What happens at altitudes above GSO?

 

[Tex]

We already have a space elevator discussion which may answer some of your questions:

http://www.orbiter-forum.com/showthread.php?t=13843

In addition this may help, check the image on the right:
[ame="http://en.wikipedia.org/wiki/Space_elevator"]Space elevator - Wikipedia, the free encyclopedia[/ame]

 

[tori]

That's right. If you had a ship at GSO and managed to stick your legs out in the direction of Earth, there would be some minuscule acceleration pulling on them (about 5 nm/s² assuming your legs' CoG is one meter down of the GSO line).

Above GSO there would be a centrifugal force pulling stuff away (just like in any other orbit - that's why stuff on the ISS doesn't stay in one place but drifts on its own. I'm sure there's been a study on this already

One way to look at it is using two bodies. Body A is in a circular orbit. Now imagine you extend another body on a crane from A in the down direction. This body ("B") will now be at a lower altitude but at the same velocity as A, which is lower than the orbital velocity at this lower altitude. So as a result body B would now be in the apogee of an elliptical orbit, wanting to go down (i.e. perceiving a percentage of the gravity).

If B was extended upward (away from the planet), it would have a higher velocity than that needed for a circular velocity at this higher altitude, again forcing it into an elliptical trajectory, only this time it would be in its perigee, wanting to go up ("centripetal" force).

 

[statickid]

Please correct me if i'm wrong, but the only way to build a space elevator, is to get a craft to GSO orbit and then anchor the cable down to Earth, right?

But as you descend back to Earth, your orbital speed is higher, so how is it possible? Wouldn't the cable "bent" to match the Orbital speed of your altitude?

and a concise and to the point answer to this question is simple, the lower portions of the cable are NOT in "orbit" so no, it would not be bent and there wouldn't be an orbital speed to match.

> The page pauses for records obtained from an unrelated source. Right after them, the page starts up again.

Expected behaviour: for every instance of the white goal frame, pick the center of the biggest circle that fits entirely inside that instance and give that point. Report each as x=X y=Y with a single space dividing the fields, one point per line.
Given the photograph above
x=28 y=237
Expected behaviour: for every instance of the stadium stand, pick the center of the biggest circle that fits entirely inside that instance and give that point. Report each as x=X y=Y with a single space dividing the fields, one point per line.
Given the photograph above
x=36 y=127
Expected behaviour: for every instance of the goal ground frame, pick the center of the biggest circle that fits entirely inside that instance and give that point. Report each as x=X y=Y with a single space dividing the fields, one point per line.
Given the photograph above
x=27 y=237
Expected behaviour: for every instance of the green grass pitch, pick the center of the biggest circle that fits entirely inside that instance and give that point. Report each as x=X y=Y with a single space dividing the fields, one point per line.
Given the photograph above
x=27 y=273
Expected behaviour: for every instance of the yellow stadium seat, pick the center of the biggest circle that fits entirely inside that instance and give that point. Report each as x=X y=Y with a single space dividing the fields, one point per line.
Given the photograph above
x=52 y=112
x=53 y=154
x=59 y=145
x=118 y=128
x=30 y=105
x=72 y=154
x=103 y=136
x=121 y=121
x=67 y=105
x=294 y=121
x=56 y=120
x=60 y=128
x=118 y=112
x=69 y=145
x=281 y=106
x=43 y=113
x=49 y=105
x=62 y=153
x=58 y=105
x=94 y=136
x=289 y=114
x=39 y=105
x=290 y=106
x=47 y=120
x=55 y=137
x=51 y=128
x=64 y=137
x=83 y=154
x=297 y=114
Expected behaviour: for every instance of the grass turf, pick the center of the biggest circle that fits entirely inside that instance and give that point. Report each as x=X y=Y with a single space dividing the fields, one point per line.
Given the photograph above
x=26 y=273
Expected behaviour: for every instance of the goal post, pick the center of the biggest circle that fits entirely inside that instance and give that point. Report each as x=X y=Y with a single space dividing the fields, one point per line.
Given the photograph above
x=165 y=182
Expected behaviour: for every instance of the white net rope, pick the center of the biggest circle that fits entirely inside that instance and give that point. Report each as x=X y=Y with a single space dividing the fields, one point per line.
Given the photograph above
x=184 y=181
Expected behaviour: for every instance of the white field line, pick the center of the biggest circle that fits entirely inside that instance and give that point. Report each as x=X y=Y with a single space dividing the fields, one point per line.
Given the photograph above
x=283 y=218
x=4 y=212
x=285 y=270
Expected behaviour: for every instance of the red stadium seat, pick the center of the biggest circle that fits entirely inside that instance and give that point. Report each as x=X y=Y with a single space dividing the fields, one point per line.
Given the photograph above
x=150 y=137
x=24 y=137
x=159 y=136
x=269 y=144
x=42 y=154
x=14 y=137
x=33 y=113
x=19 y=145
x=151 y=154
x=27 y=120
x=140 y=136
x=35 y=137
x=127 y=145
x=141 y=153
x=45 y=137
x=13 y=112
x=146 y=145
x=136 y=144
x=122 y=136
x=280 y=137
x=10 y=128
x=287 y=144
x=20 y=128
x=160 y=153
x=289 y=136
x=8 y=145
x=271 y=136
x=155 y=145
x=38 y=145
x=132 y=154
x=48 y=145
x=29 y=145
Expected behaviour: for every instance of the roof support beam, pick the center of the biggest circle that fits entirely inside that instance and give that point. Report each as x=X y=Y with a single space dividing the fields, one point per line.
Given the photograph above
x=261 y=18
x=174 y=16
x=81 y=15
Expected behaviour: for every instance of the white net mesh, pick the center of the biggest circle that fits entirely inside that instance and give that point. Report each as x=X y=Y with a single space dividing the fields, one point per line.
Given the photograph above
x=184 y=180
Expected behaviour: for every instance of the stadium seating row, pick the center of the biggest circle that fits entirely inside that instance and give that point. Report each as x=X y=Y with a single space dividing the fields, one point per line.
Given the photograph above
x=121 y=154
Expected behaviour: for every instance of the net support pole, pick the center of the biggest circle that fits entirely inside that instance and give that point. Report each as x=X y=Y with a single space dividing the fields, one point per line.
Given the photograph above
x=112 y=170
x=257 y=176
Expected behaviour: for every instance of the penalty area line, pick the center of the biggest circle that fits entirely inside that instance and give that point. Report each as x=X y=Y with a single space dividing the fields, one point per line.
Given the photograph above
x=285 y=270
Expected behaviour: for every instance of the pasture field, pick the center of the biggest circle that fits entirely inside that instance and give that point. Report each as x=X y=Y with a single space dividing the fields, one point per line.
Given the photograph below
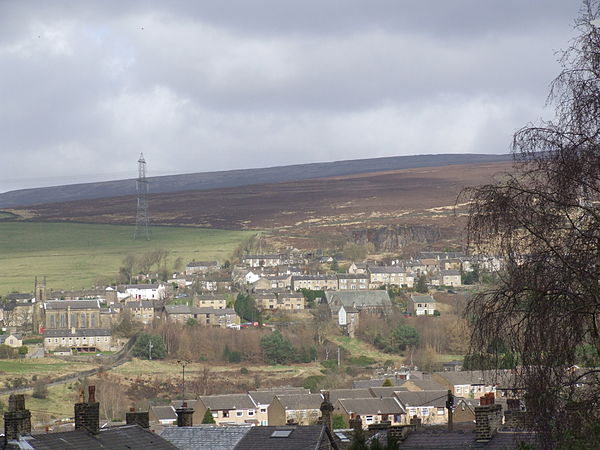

on a similar but different subject, people interested can try this "extreme sport" in orbiter: EXTREME SPACE DIVING! get into orbit with your favorite ummu carrying, high fueled, high thrusting vessel. get into a high orbit (how high? experiment, i don't think i've gone higher than GSO) then burn retrograde until you have negated all tangential velocity to the earth. the vessel will begin to freefall towards the surface, so level the horizon and turn on the hover, then adjust it until your vertical speed is zero. another way is to point the nose at the ground and adjust retros to do the same. then drop you ummu! he/she will probably run out of 02 before hitting the ground but you can enjoy the view through the DEAD message

 

[RisingFury]

The first one is correct, assuming the elevator travels at the same velocity or very slow acceleration.